To take the first step in that direction, our next task will be to create a transformation that can calculate daily aggregations for the number of transactions, as well as their total value.
It’s important to note that we will be using a custom user-defined function called hex_to_num
to simplify conversions. Although this function could have been used in previous transformations, we will keep the code as straightforward as possible for the purpose of this proof of concept.
select
date(date_trunc('day', to_timestamp(hex_to_num(blk.timestamp)))) as date_ymd,
count(distinct tx.hash) as number_transactions,
count(distinct tx.blockNumber) as number_blocks,
sum(hex_to_num(value)) as total_value_wei,
sum(hex_to_num(value) * (1/pow(10,18))) as total_value_eth
from
{{ ref('transactions') }} as tx
left join {{ ref('blocks') }} as blk on (tx.blocknumber = blk.number)
group by
date_ymd
To proceed, we will run the docker version of dbt run
once more.

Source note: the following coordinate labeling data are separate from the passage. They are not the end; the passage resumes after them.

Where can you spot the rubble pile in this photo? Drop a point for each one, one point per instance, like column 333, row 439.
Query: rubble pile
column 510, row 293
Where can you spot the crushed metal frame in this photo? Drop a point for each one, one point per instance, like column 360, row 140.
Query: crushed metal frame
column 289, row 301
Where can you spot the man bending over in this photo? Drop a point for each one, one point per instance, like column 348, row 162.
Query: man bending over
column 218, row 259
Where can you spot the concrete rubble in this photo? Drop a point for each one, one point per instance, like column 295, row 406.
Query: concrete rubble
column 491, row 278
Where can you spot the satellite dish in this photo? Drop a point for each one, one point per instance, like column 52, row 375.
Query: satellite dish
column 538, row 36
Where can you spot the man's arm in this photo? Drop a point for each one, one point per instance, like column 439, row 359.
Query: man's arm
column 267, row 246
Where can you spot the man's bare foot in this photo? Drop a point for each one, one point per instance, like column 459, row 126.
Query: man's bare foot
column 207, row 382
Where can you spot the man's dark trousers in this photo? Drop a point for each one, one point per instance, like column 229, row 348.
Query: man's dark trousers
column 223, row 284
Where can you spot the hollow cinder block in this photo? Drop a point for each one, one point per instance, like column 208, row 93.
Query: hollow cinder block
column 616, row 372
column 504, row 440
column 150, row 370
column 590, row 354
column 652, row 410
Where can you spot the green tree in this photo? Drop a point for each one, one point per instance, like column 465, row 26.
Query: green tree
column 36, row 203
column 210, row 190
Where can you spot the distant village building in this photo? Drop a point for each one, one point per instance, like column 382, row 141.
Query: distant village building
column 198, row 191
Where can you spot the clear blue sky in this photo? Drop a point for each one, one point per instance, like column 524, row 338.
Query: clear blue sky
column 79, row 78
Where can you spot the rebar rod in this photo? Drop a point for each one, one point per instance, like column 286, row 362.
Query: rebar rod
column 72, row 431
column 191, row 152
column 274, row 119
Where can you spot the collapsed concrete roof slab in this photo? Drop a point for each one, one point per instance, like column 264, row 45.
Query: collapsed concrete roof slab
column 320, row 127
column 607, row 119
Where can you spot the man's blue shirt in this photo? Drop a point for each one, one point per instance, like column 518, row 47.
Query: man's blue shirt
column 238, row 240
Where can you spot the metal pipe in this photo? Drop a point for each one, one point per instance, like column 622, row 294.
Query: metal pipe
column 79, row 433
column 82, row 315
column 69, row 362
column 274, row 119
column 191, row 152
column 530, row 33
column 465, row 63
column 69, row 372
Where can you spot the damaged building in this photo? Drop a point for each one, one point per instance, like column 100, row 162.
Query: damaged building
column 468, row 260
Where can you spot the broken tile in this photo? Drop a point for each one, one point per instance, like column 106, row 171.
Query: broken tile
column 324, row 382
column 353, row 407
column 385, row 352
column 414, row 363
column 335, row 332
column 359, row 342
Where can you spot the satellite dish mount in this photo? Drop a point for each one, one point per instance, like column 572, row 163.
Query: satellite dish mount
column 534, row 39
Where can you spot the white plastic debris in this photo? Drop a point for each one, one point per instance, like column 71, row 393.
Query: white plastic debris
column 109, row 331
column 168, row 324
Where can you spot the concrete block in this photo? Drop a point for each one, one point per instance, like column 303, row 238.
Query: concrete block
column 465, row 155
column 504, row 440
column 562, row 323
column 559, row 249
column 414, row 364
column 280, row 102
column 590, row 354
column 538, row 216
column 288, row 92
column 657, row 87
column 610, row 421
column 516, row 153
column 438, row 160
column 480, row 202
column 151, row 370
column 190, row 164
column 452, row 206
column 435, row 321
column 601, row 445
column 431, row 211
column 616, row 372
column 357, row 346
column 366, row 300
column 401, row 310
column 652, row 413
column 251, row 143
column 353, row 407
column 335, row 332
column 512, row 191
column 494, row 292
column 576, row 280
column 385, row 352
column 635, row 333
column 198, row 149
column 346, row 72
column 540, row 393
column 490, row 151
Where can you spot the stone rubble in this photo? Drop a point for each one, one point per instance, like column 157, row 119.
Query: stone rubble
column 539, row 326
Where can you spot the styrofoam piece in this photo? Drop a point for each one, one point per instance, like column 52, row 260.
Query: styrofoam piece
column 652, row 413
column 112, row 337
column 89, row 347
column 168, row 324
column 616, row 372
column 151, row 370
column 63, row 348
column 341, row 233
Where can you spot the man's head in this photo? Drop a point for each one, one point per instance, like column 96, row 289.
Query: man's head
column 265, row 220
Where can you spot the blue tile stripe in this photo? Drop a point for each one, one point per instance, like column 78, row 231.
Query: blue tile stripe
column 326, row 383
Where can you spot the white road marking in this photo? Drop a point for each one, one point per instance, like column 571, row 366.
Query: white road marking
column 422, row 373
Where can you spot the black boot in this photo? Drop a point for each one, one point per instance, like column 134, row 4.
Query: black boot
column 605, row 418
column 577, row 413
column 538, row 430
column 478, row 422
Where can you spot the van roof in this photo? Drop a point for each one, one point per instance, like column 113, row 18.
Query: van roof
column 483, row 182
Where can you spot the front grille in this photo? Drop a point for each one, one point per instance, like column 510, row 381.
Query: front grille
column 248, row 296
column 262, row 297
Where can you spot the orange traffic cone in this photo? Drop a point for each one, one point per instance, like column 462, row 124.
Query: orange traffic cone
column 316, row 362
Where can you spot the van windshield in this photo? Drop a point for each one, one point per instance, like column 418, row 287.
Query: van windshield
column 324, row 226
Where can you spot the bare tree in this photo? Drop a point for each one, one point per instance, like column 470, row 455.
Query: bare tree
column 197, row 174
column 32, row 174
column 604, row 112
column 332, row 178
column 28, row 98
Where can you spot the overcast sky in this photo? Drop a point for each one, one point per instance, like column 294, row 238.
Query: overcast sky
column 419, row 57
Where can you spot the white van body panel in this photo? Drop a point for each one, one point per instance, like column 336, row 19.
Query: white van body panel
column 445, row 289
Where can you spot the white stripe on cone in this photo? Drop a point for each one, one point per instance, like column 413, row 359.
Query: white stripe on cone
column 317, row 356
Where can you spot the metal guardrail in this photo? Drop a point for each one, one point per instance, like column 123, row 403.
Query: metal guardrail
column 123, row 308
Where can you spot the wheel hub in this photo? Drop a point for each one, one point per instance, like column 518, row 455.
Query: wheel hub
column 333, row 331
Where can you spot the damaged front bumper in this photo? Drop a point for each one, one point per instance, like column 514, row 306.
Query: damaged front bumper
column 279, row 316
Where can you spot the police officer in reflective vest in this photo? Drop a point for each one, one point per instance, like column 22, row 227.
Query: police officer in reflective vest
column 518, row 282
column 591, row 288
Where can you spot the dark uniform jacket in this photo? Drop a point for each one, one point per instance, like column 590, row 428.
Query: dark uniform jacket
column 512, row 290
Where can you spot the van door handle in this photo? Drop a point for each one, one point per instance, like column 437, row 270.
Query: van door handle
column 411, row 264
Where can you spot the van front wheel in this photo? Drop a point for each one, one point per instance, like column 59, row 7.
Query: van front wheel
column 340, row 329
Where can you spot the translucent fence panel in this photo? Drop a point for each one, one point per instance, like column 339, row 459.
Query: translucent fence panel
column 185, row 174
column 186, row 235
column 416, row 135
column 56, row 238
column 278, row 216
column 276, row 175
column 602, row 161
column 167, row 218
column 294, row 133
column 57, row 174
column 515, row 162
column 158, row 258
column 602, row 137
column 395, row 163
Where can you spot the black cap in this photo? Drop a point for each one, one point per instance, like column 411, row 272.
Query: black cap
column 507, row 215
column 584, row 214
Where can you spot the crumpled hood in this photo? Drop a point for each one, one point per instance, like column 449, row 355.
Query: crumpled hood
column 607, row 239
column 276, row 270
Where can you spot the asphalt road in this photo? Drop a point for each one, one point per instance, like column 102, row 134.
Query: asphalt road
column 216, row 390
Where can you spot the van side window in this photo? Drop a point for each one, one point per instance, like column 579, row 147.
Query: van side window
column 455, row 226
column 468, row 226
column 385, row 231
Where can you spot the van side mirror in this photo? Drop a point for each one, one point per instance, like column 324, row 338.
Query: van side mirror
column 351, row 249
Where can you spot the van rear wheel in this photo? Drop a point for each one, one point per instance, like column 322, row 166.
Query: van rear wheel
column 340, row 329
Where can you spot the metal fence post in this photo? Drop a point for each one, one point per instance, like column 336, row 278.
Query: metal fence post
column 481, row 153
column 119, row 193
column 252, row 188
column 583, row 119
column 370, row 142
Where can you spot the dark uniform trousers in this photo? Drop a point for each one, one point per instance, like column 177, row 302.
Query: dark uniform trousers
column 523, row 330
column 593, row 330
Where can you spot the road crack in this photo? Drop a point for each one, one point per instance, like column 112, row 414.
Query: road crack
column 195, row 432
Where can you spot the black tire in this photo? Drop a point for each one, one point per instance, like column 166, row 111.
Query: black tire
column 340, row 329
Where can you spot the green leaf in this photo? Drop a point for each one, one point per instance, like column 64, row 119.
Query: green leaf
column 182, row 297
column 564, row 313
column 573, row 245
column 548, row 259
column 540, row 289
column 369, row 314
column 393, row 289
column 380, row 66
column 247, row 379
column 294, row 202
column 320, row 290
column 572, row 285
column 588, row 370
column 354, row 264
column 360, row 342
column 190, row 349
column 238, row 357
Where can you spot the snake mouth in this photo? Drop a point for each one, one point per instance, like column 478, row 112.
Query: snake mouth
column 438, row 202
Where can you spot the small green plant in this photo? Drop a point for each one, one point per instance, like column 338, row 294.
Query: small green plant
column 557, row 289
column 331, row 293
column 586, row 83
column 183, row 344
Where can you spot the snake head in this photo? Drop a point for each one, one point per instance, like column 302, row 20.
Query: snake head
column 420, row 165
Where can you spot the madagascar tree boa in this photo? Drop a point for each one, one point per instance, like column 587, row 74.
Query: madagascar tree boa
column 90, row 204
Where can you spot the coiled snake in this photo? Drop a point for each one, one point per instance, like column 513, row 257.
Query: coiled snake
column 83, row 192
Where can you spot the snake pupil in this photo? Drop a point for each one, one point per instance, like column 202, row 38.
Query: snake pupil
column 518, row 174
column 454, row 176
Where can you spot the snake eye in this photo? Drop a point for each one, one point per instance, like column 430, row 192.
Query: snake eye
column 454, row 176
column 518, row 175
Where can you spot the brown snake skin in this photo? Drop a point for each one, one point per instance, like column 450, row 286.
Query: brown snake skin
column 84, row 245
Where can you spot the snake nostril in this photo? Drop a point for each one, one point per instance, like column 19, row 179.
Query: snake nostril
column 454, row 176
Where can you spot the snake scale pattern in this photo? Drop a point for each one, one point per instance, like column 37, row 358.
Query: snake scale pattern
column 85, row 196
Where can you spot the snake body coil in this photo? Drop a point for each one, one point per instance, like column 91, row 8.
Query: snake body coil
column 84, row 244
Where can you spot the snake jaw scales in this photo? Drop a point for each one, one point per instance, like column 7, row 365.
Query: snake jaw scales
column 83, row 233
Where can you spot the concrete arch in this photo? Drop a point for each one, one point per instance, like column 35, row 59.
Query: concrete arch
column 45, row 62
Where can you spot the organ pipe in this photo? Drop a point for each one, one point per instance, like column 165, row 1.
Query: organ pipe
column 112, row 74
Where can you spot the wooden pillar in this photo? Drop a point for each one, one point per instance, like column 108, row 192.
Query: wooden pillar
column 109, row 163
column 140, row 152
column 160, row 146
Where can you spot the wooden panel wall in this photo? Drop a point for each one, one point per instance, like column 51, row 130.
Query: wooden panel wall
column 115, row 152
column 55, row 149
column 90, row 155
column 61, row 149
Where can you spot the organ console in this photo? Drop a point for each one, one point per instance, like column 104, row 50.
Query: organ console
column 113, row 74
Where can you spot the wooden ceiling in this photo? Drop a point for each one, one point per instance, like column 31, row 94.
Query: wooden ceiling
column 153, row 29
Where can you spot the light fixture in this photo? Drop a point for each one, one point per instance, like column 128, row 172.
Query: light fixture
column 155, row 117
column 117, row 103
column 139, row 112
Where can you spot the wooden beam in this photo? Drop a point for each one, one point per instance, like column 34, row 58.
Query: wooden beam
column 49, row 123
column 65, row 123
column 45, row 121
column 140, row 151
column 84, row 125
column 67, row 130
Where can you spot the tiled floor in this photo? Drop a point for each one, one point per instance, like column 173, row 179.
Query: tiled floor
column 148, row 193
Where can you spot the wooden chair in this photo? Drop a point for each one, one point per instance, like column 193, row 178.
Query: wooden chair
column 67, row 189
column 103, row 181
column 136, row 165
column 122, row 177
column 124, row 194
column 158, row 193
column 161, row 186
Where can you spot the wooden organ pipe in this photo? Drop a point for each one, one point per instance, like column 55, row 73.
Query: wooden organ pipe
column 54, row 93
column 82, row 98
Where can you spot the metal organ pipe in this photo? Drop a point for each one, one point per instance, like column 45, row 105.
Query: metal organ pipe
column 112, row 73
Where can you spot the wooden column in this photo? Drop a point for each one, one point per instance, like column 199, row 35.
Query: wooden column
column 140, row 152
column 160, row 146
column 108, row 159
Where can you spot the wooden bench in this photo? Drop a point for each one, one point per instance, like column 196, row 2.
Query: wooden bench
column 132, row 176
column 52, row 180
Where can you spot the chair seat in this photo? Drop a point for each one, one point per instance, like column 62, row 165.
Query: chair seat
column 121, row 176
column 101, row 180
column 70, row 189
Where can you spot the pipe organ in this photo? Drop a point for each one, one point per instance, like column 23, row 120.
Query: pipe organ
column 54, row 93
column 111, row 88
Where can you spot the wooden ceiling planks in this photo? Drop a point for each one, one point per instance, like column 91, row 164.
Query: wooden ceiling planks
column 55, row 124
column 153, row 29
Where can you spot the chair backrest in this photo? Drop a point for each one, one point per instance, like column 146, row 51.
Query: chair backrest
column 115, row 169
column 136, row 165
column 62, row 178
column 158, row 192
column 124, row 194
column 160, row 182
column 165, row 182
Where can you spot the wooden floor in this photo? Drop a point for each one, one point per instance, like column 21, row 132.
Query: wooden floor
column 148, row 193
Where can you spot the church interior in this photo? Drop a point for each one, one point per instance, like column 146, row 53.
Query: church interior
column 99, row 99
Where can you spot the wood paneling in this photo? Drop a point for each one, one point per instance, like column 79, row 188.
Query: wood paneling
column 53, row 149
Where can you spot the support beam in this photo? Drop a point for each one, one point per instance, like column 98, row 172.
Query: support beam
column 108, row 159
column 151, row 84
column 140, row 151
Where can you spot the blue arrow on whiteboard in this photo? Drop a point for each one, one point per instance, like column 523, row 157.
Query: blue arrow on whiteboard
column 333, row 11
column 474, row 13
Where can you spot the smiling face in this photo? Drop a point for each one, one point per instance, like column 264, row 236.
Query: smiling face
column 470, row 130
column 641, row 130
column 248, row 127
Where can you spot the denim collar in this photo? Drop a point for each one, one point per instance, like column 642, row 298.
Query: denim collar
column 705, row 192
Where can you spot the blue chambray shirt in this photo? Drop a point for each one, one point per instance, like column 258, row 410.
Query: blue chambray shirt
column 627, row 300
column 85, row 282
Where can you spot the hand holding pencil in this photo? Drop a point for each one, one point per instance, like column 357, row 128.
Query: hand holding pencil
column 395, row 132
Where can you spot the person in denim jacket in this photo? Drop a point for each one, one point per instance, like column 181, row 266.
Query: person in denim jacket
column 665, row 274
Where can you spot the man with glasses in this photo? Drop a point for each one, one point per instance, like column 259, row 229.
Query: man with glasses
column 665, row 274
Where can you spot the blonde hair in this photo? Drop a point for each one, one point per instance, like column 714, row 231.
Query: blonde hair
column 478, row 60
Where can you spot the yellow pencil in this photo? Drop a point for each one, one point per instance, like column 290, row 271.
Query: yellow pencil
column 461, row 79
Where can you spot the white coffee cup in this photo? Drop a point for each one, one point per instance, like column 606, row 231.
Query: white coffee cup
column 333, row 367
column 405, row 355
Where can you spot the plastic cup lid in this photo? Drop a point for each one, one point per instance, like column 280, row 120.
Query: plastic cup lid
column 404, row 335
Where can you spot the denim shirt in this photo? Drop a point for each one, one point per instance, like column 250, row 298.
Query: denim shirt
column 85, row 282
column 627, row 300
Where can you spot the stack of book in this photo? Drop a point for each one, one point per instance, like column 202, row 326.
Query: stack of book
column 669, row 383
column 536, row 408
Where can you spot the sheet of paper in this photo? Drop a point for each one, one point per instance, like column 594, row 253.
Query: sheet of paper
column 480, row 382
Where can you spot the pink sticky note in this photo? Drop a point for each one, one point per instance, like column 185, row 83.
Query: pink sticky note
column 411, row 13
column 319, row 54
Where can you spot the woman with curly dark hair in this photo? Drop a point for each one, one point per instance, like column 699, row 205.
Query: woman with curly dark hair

Once the process is complete, we can take a quick glance at our database by running a simple query.
select *
from dbt.transactions_value_daily
order by date_ymd asc
Fantastic! 🚀
We can now easily visualize the table with the required data. We have multiple options to access this table, such as using JupyterHub for data analysis via notebooks or using Metabase, a visualization tool, to create interactive dashboards.
It’s important to note that for this proof of concept, we assumed the underlying data is static and processed all of it at once. This approach is suitable for analytical purposes when we want to study past behavior. However, it doesn’t provide the complete picture of a blockchain. To productionize this pipeline, we need to process new blocks efficiently. This involves setting up Airbyte to extract blocks from where it previously stopped and updating our dbt models to process new data incrementally.